The drive writes per day value is an estimate based on how you use the drive. For example, if you are writing 2 TB per day to a 1 TB drive, then you are performing about two drive writes per day. So, if this particular disk supports a total of 500 TBW and you are performing two drive writes per day (DWPD) on a 1 TB drive, for a total of about 2 TB per day, then the drive might be expected to last roughly eight months (500 TBW / 2 TB per day = 250 days).

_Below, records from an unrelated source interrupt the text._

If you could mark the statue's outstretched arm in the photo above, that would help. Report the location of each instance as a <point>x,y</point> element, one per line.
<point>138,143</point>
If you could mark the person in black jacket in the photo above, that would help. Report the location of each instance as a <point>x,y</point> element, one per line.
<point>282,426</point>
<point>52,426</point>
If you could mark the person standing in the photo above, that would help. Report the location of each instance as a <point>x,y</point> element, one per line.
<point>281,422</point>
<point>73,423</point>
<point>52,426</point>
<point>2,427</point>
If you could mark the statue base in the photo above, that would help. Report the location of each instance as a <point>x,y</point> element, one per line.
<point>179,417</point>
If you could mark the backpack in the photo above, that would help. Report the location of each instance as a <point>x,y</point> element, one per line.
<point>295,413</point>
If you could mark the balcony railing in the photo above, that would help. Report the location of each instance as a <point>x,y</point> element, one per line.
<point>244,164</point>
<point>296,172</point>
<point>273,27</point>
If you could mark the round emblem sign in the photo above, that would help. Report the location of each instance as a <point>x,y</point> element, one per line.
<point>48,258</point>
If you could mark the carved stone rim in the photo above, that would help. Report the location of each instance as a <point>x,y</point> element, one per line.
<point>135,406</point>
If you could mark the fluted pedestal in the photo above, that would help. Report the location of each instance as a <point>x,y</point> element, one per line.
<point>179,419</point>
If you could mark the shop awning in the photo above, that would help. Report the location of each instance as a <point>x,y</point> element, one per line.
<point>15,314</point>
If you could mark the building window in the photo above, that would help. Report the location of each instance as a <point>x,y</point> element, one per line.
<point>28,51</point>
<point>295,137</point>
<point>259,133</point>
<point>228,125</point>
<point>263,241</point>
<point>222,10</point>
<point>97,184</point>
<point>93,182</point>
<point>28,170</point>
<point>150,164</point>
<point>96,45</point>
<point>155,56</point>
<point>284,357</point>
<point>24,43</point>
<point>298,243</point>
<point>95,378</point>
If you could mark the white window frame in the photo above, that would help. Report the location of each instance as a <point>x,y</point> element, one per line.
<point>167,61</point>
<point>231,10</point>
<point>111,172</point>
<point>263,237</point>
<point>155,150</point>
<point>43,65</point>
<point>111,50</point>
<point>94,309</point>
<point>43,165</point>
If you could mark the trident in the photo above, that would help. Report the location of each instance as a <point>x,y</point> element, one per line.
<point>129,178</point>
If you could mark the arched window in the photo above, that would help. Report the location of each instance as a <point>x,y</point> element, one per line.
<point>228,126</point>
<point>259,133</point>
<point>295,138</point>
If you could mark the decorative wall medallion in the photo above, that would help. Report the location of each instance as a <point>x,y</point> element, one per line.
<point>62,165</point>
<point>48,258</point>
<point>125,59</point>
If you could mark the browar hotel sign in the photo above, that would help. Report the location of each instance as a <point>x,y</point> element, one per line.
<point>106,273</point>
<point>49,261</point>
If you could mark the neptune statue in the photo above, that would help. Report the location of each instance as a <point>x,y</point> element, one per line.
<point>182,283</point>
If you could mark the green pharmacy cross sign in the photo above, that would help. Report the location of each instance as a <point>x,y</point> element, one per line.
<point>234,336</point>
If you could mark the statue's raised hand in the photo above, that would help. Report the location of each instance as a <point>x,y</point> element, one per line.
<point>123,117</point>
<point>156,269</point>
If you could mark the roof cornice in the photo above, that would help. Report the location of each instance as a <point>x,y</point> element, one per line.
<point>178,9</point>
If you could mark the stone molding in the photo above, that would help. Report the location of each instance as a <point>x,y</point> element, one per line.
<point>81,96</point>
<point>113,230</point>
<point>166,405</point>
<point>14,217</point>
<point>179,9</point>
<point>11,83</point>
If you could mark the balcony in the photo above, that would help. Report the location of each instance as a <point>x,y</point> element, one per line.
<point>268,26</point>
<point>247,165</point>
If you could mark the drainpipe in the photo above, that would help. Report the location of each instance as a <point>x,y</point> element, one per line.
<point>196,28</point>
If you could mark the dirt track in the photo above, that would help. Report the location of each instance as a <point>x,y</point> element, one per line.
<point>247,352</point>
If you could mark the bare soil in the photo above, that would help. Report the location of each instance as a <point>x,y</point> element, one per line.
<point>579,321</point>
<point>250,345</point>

Keep in mind that this is an estimate, not an exact value. For one thing, cell durability is usually expressed as an expected range. A TLC disk with 3D NAND, for example, is expected to sustain anywhere from 1,500 to 3,000 write cycles. Another reason a disk’s calculated longevity should be treated as a rough estimate is because disks are rarely used evenly. Even with wear leveling, there may be some areas of the disk that are written to more frequently than others.
Another factor to consider it the disk’s Mean Time to Failure rating. The Mean Time to Failure is a value provided by the manufacturer based on the results of endurance testing. The Western Digital drive that I mentioned earlier, for example, has a Mean Time to Failure rating of 1.75 million hours.
It is worth noting that this rating does not mean that the disk’s average life expectancy is 200 years (1,750,000 hours). Instead, Mean Time to Failure is defined as “the number of total hours of service of all devices divided by the number of devices.”
The Mean Time to Failure takes into account the total number of devices being tested, the number of hours that the test lasted and the number of devices that failed. I have no idea what the specifics were for the Western Digital tests, but here is an example of where the 1.75 million hour Mean Time to Failure value could have come from.
Let’s suppose for a moment that Western Digital decided to test 17,500 SSDs, and that the test lasted for 5,000 hours (which is roughly seven months). Let’s also suppose that during that test, 50 drives failed. Here is how the math would work out:
17,500 drives * 5,000 hours of testing each) / 50 failures = 1,750,000
This calculation would yield a Mean Time to Failure value of 1.75 million hours. So, as you can see, the Mean Time to Failure value is not a direct indication of how long you should expect an SSD to last. Even so, disks with a higher Mean Time to Failure value are probably more reliable than those with a lower value.
Ultimately, there is no formula that you can use to determine exactly how long an SSD will last. Even so, the disk’s TBW and Mean Time to Failure ratings should give you some idea of what to expect.